Lampertswalde,
Landesdirektion,  Bezeichnung für die Behörde, die einem Direktionsbezirk vorsteht. Die sächsischen Landesdirektionen lösten 2008 die Regierungspräsidien ab, die den bisherigen drei Regierungsbezirken vorstanden.

Zum 01.03.2012 wurden die drei Landesdirektionen Leipzig, Chemnitz und Dresden zur Landesdirektion Sachsen mit Hauptsitz in Chemnitz zusammengefasst.

Landesgrenzen,  an den Landesgrenzen Sachsens haben folgende Bundesländer und Staaten Anteil:

Zur zeitlichen bzw. historischen Herausbildung der Landesgrenze zum jeweiligen Nachbarland siehe den entsprechenden Artikel desselben.

Landeskirche Sachsens, Körperschaft öffentlichen Rechts mit Sitz in Dresden und eine von insgesamt 22 Gliedkirchen der Evangelischen Kirche in Deutschland (EKD).

Das Gebiet der Evangelisch-Lutherischen Landeskirche Sachsens umfasst das ehemalige Königreich bzw. den ersten Freistaat Sachsen in den Grenzen bis 1945.

Neben der Landeskirche Sachsens haben noch zwei weitere Gliedkirchen der EKD Gebiete im heutigen Freistaat:

- Evangelische Kirche in Mitteldeutschland
- Ev.
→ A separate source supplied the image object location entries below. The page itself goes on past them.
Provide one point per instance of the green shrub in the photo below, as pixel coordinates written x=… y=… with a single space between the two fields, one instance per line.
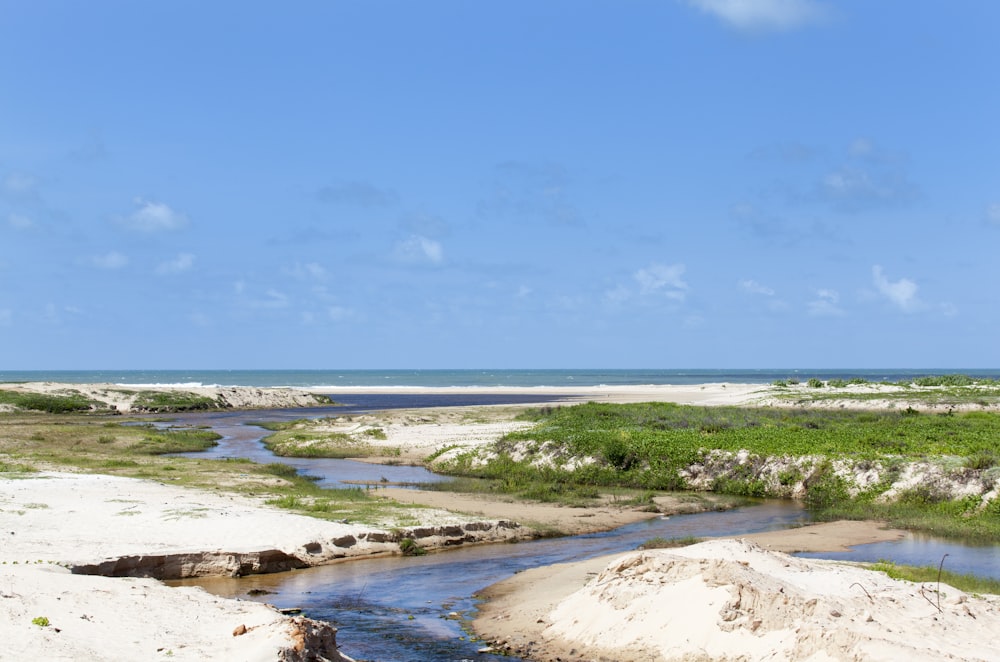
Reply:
x=409 y=547
x=51 y=404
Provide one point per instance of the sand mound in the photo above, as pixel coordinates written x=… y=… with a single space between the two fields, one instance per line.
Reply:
x=732 y=600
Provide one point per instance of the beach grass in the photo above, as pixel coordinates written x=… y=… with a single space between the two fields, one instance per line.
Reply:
x=654 y=446
x=83 y=442
x=311 y=438
x=933 y=574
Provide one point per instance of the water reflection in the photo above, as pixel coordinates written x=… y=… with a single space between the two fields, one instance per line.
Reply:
x=397 y=608
x=922 y=550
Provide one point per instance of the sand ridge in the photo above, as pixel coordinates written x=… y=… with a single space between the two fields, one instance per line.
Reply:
x=732 y=600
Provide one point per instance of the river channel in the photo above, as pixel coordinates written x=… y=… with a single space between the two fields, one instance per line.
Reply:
x=414 y=608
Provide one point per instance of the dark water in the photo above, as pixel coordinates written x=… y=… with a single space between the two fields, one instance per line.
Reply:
x=923 y=550
x=240 y=439
x=397 y=609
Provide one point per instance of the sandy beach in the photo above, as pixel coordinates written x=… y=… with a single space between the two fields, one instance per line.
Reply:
x=731 y=600
x=66 y=537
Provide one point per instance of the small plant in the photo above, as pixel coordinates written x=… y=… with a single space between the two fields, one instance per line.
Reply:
x=668 y=543
x=409 y=547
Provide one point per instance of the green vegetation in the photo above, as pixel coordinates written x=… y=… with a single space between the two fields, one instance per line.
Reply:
x=172 y=401
x=669 y=543
x=409 y=547
x=314 y=438
x=934 y=574
x=33 y=441
x=49 y=403
x=937 y=390
x=582 y=449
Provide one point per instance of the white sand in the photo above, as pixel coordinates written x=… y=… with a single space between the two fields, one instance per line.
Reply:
x=51 y=521
x=732 y=600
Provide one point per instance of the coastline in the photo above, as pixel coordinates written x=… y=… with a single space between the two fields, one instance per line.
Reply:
x=135 y=527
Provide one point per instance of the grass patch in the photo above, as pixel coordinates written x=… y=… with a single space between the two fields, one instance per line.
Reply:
x=669 y=543
x=932 y=574
x=157 y=402
x=579 y=450
x=74 y=442
x=48 y=403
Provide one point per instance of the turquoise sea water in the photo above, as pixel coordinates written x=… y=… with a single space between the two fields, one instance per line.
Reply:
x=445 y=378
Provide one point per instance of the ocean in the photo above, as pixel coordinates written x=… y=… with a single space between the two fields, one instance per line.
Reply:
x=521 y=378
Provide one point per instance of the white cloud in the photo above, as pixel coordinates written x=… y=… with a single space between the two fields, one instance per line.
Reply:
x=655 y=281
x=310 y=270
x=153 y=217
x=763 y=15
x=753 y=287
x=19 y=221
x=183 y=262
x=112 y=260
x=902 y=293
x=861 y=147
x=993 y=213
x=662 y=279
x=339 y=313
x=361 y=194
x=273 y=299
x=418 y=249
x=825 y=304
x=19 y=184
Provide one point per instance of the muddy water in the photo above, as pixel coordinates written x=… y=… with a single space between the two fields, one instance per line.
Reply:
x=405 y=608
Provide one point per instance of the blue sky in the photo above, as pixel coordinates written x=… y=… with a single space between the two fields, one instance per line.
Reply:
x=332 y=184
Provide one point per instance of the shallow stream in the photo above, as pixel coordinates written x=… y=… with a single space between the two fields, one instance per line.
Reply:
x=413 y=608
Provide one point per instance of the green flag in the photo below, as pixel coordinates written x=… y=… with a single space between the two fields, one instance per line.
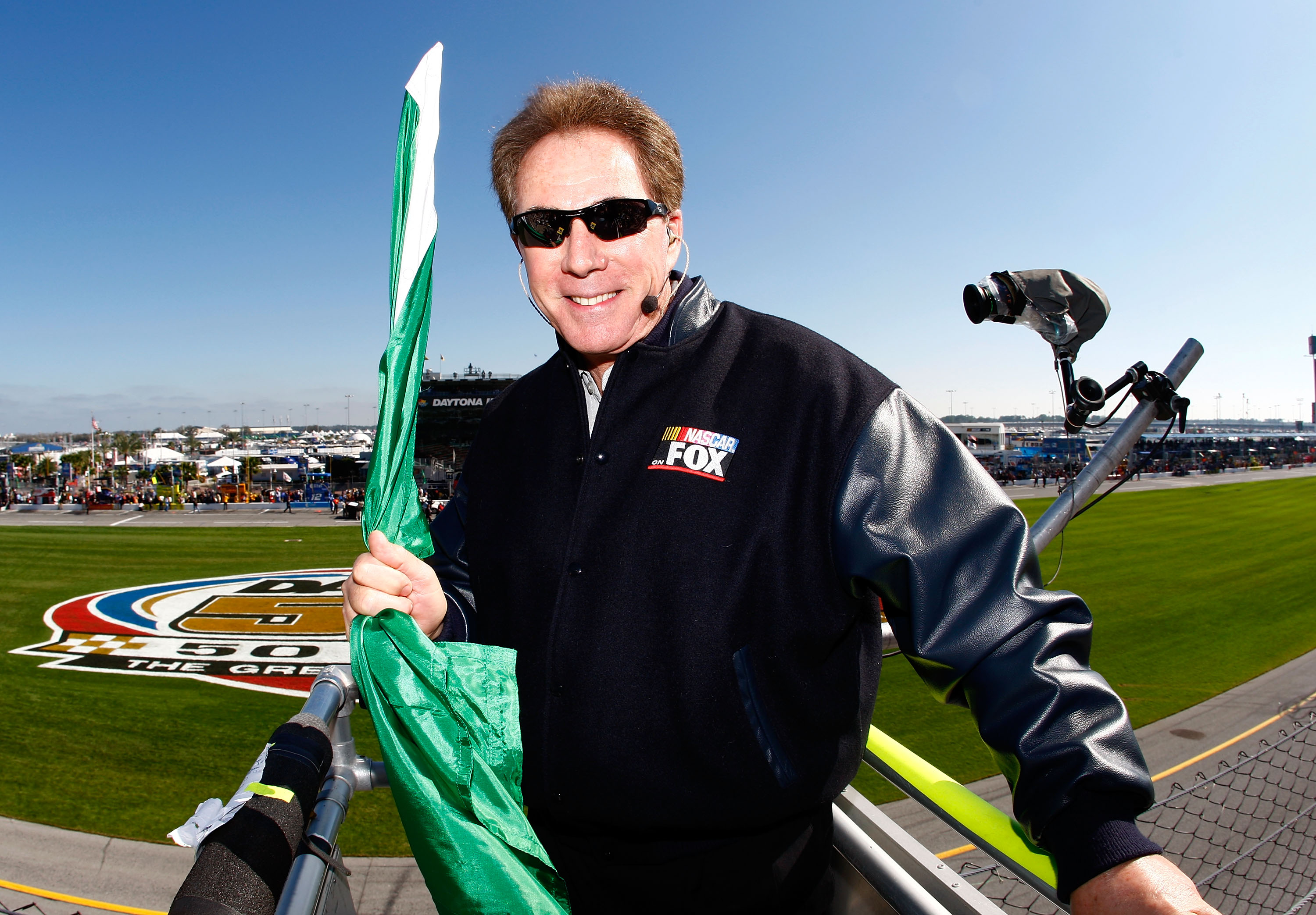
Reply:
x=448 y=719
x=447 y=713
x=393 y=504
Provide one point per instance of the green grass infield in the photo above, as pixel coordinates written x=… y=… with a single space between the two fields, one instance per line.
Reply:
x=1194 y=592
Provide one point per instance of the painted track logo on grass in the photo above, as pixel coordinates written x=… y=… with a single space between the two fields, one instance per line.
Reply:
x=272 y=631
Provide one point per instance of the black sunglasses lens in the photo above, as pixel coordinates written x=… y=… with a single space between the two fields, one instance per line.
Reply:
x=618 y=219
x=610 y=221
x=541 y=229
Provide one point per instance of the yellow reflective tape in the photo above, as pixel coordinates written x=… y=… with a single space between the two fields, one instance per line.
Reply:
x=953 y=852
x=989 y=826
x=272 y=792
x=78 y=901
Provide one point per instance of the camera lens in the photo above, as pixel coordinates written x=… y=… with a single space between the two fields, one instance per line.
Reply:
x=978 y=307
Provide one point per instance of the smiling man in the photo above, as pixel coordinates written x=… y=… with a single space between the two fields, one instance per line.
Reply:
x=687 y=523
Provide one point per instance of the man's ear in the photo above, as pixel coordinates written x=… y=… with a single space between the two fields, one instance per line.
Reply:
x=676 y=231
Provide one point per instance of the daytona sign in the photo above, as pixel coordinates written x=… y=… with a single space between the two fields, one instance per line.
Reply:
x=272 y=631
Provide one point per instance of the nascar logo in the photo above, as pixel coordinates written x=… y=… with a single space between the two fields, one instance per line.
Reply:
x=697 y=452
x=269 y=631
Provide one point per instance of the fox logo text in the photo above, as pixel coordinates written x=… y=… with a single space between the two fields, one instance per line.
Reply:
x=272 y=631
x=695 y=452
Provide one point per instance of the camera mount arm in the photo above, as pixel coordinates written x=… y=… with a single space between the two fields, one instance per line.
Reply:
x=1157 y=400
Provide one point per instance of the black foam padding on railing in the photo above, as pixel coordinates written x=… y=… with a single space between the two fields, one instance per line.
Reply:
x=244 y=864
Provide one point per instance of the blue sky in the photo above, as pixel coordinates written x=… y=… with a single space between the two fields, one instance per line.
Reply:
x=195 y=199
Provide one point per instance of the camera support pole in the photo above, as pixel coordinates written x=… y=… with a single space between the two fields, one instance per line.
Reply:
x=1112 y=453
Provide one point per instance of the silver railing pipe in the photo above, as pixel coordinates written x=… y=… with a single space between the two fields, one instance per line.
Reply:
x=318 y=881
x=1068 y=504
x=906 y=875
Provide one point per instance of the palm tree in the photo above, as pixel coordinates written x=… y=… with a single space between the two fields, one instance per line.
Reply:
x=46 y=467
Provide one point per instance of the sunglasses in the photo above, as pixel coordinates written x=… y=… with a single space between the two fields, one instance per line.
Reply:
x=608 y=220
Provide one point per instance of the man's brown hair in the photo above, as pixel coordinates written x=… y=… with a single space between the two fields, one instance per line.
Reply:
x=590 y=104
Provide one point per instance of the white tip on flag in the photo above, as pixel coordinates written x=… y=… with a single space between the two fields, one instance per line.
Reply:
x=422 y=221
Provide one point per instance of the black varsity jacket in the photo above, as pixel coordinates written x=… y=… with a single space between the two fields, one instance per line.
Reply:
x=694 y=589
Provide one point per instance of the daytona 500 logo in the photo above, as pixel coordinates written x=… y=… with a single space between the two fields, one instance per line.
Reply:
x=270 y=631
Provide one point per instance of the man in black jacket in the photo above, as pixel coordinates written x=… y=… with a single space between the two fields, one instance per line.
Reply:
x=687 y=523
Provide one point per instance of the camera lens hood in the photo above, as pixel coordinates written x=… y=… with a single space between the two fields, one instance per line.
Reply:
x=977 y=304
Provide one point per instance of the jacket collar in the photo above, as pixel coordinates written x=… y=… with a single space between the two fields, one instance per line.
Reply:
x=694 y=308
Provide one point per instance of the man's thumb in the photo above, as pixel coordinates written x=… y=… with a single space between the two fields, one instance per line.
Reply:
x=387 y=552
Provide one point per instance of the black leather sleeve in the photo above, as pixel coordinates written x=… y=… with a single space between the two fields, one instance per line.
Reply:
x=448 y=531
x=919 y=521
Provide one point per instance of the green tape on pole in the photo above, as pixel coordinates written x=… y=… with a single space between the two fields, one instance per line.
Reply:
x=995 y=833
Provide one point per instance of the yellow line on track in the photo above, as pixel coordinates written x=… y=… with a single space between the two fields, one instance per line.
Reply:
x=1231 y=742
x=78 y=901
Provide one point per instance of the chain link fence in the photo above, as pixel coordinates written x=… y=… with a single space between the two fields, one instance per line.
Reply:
x=1245 y=835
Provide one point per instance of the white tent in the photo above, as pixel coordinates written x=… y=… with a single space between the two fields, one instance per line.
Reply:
x=162 y=457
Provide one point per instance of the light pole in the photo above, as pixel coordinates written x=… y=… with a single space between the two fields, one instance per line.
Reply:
x=1311 y=352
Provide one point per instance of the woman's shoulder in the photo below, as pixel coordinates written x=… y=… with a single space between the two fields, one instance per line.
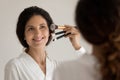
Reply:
x=12 y=63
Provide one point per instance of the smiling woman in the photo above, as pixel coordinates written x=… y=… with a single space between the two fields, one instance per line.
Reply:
x=33 y=32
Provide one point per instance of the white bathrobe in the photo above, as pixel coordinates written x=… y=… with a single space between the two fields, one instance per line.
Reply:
x=86 y=67
x=24 y=67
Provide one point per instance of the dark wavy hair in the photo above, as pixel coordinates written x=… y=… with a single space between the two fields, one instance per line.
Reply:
x=25 y=15
x=99 y=23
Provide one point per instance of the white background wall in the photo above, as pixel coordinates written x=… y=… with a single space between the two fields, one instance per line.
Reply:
x=62 y=12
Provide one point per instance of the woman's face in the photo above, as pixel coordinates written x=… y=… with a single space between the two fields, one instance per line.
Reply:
x=36 y=32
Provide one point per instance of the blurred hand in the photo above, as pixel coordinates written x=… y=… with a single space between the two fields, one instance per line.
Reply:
x=74 y=36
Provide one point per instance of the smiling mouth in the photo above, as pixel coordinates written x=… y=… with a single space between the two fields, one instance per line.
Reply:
x=38 y=40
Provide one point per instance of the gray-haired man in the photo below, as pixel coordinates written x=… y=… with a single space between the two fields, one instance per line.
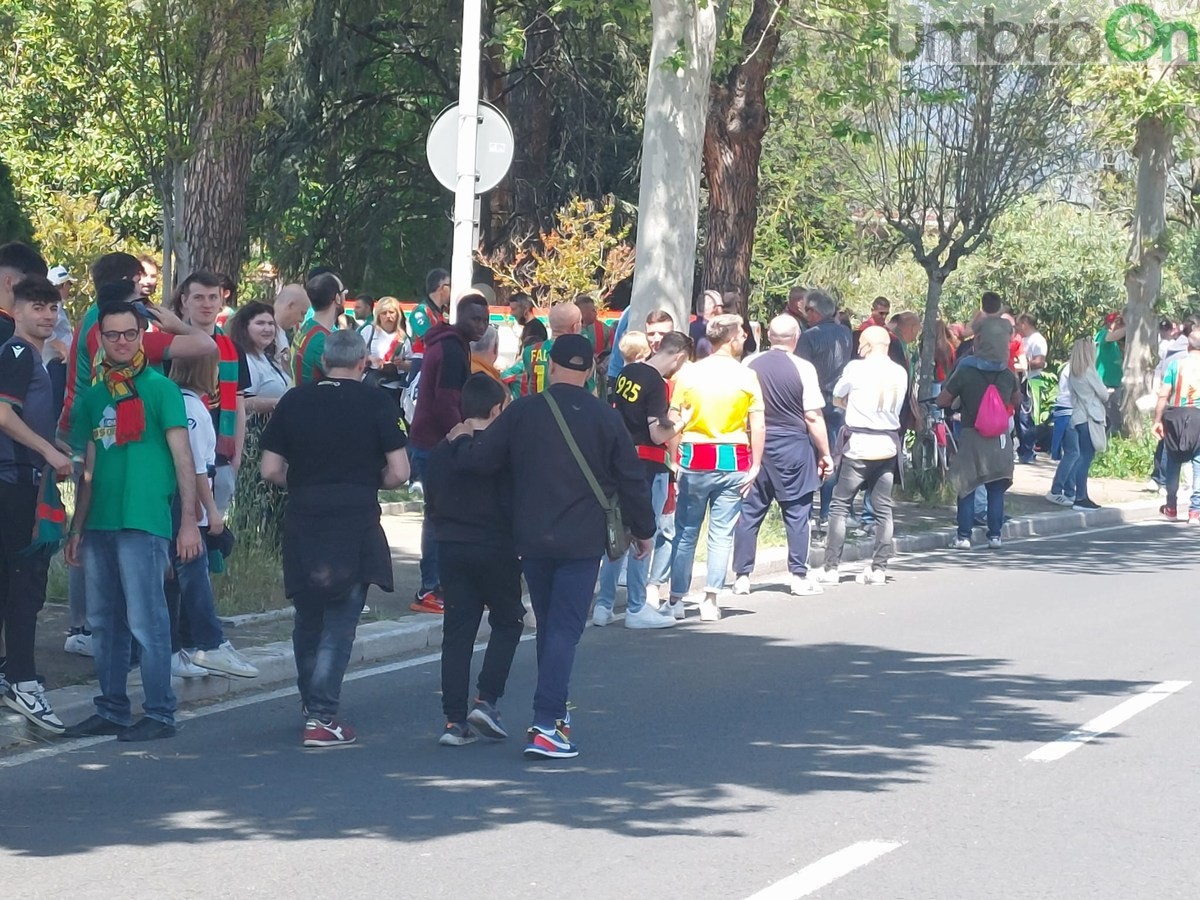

Kirche in Berlin-Brandenburg-schlesische Oberlausitz

Erstere ist der 2009 erfolgte Zusammenschluss der bisherigen Evangelischen Kirche der Kirchenprovinz Sachsen und der Evangelisch-Lutherischen Kirche in Thüringen, der Gebietsanteil im Freistaat entspricht (von kleinen früher thüringischen Enklaven abgesehen) dem bis 1945 zur preußischen Provinz Sachsen gehörigen Territorium.
Die zweite ist die Fusion der Evangelischen Kirche in Berlin-Brandenburg und der Evangelischen Kirche der schlesischen Oberlausitz, der seit 2004 besteht. Der Gebietsanteil entspricht dem deutschen Restgebiet der preußischen Provinz Niederschlesien in der Oberlausitz.

siehe auch Religionen in Sachsen

Landeskrone,  Hausberg der Stadt Görlitz mit herrlicher Aussicht und Ausflugsgaststätte. Nach dem Berg ist die in Görlitz ansässige Landskron-Brauerei benannt.
Landkreise,  Sachsen gliedert sich seit der Kreisgebietsreform 2008 (neben 3 kreisfreien Städten) in 10 Landkreise:

Landtag,  siehe Sächsischer Landtag (Parlament),
zum Landtagsgebäude siehe Landtag (1.) im Dresden-Lexikon.
Langenbernsdorf,
Langenweißbach,
Lauban,  polnisch Luban, Stadt an der Queis in der polnischen Wojewodschaft Niederschlesien, liegt im seit 1945 zu Polen gehörigen Gebietsstreifen der historischen Oberlausitz zwischen den Flüssen Neiße und Queis. 21.897 Ew. (30.07.2007)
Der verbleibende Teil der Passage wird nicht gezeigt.